La nouvelle est donc tombée en début de ce mois de février, les pensions versées aux retraités chinois les plus modestes n’augmenteront en 2015 que du même taux que les années précédentes, soit 10 %. Lorsque l’on sait que ces personnes n’ont que très peu cotisé en ayant bénéficié des avantages offerts dans ce domaine par l’ancien système collectiviste, on comprend d’ailleurs mieux le silence des moutons que sont certains médias français. Pas besoin d’avoir fait de longues études pour affirmer que d’ici 10 ans et si cette hausse se maintient, le montant de ces retraites de base aura ainsi doublé. Le taux d’inflation se situant aux alentours de 2,5 %, ces retraités dont une partie est composée de quinquagénaires voient ainsi leur pouvoir d’achat augmenter de 7,5 %.

 

Que du bonheur donc ? Pas exactement, car le montant de ces retraites est ici d’environ 1500 yuans par mois, ce qui permet seulement de survivre en devant oublier la plupart des extras liés à une société de consommation. S’il est précisé « ici », c’est pour la simple raison que les montants sont variables en fonction des régions et du niveau de vie de chacune. Un retraité de base vivant à Shanghai va ainsi recevoir sensiblement plus que ses homologues du Guangxi, les montants perçus étant également différents en fonction des zones (urbaines ou rurales). Malgré ces rentes limitées, ces Chinois consomment plus et mieux, ce qui est le « but de la manœuvre ». Multipliées par plusieurs centaines de milliers de bénéficiaires, ces quelques dizaines de yuans contribuent à faire tourner la machine économique et en particulier à donner du travail aux petits commerçants, justement ceux pour qui quelques dizaines de yuans supplémentaires permettent d’améliorer le quotidien.

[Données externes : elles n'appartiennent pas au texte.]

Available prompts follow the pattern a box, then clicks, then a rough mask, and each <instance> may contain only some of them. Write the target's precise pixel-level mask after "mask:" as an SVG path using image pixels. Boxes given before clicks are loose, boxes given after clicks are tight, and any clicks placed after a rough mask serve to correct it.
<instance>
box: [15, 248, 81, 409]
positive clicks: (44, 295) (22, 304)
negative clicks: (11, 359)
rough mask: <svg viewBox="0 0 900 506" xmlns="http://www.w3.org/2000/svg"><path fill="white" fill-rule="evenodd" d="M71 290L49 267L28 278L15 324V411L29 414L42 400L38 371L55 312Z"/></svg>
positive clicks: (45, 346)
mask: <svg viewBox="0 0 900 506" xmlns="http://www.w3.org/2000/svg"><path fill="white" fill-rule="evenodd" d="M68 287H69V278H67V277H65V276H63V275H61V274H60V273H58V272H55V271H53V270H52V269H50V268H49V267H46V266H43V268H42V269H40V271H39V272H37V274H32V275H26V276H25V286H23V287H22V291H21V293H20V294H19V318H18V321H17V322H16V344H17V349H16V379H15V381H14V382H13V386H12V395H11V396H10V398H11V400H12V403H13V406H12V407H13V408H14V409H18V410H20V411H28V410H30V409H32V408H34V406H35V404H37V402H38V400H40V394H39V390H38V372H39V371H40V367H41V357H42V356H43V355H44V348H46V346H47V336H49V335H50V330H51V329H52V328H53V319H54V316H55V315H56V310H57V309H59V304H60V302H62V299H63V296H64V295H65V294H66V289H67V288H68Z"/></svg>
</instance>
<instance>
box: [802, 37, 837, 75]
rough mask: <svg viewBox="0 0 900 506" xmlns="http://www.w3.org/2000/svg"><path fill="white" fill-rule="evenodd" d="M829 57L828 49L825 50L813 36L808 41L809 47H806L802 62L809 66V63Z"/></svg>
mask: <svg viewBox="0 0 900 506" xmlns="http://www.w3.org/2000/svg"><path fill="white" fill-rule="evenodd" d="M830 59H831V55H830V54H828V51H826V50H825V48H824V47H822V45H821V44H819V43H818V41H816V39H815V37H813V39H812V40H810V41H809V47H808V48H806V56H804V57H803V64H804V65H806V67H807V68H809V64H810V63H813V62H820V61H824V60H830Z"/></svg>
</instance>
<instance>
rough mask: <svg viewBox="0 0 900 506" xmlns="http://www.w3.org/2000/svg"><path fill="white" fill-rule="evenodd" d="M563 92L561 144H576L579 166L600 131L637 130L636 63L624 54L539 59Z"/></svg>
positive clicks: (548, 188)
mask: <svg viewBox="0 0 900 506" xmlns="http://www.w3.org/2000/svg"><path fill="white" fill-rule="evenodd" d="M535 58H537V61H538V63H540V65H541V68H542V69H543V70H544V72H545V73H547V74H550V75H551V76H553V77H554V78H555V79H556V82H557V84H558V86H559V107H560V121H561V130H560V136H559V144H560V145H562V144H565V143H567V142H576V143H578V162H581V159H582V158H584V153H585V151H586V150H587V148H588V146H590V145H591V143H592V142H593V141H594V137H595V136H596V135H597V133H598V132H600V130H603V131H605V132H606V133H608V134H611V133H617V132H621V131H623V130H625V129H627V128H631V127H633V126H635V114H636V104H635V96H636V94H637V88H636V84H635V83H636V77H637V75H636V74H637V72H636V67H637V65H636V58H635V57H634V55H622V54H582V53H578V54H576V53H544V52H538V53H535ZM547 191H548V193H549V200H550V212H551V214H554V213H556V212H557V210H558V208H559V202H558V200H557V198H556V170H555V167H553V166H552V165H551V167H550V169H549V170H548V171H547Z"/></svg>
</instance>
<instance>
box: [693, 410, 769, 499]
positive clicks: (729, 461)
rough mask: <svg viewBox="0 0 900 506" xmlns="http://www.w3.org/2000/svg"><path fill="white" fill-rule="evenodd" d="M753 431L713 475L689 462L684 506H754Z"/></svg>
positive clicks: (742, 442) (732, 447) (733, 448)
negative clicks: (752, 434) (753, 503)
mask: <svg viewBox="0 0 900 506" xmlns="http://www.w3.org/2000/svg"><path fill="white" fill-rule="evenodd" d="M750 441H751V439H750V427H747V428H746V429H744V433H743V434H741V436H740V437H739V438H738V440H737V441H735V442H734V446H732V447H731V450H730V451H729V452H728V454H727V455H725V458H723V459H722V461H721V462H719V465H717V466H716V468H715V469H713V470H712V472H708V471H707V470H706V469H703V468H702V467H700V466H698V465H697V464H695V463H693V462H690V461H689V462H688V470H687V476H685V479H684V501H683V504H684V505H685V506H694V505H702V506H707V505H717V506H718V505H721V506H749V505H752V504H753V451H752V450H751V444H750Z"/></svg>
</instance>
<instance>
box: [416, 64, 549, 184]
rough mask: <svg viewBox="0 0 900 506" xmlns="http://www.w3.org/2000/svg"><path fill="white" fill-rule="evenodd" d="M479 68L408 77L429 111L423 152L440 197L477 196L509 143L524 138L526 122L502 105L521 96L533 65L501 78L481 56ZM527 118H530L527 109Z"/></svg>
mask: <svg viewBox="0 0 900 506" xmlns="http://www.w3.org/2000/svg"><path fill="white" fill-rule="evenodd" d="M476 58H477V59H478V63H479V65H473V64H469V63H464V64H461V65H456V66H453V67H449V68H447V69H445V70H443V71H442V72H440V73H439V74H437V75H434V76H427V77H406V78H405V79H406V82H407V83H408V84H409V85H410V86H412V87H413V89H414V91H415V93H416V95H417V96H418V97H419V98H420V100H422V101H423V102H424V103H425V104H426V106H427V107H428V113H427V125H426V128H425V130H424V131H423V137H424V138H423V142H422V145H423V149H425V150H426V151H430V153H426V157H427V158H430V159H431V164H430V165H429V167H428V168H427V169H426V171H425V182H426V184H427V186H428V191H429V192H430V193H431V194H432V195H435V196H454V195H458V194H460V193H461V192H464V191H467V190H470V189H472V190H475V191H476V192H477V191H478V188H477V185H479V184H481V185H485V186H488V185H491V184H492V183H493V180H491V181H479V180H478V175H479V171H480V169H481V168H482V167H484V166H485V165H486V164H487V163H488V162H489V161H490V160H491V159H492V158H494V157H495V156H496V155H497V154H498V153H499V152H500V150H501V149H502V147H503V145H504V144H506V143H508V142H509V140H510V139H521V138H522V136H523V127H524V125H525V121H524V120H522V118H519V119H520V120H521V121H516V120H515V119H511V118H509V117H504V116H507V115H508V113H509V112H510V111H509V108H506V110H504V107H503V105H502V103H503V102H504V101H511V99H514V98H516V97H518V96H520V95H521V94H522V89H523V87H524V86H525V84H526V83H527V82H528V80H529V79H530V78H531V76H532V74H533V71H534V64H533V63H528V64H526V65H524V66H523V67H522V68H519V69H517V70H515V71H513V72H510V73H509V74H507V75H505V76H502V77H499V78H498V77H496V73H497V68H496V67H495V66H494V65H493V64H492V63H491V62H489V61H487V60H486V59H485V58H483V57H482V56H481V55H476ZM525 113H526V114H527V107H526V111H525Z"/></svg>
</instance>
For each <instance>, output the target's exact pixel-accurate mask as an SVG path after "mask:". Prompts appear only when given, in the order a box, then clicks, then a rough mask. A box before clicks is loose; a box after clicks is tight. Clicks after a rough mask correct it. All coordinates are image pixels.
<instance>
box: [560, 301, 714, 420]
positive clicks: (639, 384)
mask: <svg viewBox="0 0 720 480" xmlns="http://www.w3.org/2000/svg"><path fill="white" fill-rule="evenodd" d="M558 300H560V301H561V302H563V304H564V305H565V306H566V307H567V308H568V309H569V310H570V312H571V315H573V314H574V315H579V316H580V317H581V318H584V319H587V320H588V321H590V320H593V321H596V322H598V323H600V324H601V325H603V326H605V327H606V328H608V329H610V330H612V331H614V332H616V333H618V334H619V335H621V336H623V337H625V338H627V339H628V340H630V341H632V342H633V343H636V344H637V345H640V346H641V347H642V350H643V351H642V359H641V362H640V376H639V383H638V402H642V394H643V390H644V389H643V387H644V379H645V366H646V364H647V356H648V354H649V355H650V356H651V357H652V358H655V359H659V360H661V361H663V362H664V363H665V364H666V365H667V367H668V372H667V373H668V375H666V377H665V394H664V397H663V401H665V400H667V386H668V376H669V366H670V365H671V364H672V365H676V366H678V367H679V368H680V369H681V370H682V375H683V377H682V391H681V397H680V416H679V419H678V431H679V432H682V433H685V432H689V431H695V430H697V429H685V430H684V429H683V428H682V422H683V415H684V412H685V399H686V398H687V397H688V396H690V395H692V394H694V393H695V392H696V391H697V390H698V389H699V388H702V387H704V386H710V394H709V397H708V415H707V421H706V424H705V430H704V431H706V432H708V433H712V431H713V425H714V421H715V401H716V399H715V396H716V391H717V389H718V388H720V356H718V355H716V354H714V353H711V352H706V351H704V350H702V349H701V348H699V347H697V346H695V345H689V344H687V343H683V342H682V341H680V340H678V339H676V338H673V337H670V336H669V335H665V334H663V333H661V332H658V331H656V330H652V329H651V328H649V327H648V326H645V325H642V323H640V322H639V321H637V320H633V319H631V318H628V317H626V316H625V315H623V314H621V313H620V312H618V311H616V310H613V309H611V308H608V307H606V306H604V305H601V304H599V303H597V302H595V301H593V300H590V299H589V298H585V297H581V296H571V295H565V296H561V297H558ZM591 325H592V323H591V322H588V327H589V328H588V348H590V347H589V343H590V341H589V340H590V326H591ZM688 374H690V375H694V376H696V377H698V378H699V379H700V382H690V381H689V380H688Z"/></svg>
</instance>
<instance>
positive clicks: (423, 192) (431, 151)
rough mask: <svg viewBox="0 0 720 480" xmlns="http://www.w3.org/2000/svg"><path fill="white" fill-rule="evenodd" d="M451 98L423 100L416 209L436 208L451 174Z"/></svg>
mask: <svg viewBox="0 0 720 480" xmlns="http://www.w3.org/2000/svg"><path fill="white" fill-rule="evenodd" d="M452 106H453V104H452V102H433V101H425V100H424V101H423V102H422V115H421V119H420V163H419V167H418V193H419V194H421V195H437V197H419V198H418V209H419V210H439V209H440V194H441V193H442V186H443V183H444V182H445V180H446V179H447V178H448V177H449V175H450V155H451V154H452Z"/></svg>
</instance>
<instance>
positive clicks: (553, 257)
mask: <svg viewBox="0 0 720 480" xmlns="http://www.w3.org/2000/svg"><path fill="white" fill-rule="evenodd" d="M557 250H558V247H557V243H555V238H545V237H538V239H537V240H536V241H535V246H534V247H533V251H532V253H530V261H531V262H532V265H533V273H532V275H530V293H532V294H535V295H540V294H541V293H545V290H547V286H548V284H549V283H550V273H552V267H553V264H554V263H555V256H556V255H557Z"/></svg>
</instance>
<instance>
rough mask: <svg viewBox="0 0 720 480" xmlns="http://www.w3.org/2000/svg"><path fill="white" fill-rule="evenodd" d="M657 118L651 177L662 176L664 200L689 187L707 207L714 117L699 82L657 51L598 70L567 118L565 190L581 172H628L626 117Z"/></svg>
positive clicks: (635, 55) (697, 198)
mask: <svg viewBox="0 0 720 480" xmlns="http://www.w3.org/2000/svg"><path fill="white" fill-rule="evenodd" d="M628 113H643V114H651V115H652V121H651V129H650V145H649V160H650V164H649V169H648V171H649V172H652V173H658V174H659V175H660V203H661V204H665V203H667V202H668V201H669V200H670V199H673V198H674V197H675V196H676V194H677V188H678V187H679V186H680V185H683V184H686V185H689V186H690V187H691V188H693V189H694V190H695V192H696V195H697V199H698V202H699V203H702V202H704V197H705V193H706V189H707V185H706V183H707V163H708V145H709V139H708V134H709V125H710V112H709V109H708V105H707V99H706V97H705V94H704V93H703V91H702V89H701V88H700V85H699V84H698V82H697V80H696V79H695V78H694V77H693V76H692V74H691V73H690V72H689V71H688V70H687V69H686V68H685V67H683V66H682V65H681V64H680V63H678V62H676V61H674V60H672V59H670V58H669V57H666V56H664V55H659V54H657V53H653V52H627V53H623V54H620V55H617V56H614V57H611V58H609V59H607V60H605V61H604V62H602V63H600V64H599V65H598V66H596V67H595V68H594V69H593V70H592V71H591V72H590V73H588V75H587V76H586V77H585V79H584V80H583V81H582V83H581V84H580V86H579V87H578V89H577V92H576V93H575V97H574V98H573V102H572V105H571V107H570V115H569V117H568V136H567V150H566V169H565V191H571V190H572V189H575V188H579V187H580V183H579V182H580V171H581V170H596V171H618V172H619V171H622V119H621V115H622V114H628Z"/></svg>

Ce secteur du petit commerce de proximité ne paye en effet pas de taxes, et tout yuan supplémentaire est à son tour introduit dans le système de consommation, mais à un niveau au-dessus de celui des retraités. Ces commerçants peuvent dès lors payer des études à leurs enfants dans de meilleures écoles, ce qui leur laisse espérer un emploi mieux rémunéré, etc.

 

Ces hausses annuelles s’accompagnant de celle concernant le quota, lui aussi annuel, de médicaments gratuits, les autorités chinoises sont également gagnantes d’un point de vue politique. Bien plus puissant que n’importe quel somnifère, ces augmentations ciblant les plus modestes font passer l’amère pilule des inégalités sociales et autres points sensibles. Cette population modeste étant traditionnellement celle à l’origine de troubles sociaux, le système politique chinois assure ainsi sa tranquillité et sa pérennité. Difficile en effet pour les couches sociales supérieures de réclamer plus alors que celles inférieures ne se plaignent pas ou peu. C’est ce que le Parti Communiste appelle le socialisme à la Chinoise, qui est sans aucun doute très loin d’être parfait, mais est sous certains aspects supérieur aux systèmes appliqués dans certains pays où la durée d’un mandat de 5 ans est utilisée pour mécontenter tout le monde. C’est peut-être pour cela qu’un envoyé permanent d’un média français de droite (ou de gauche) ne peut que difficilement décrire une situation que de toute manière il ne voit que depuis le 45e étage de ses certitudes.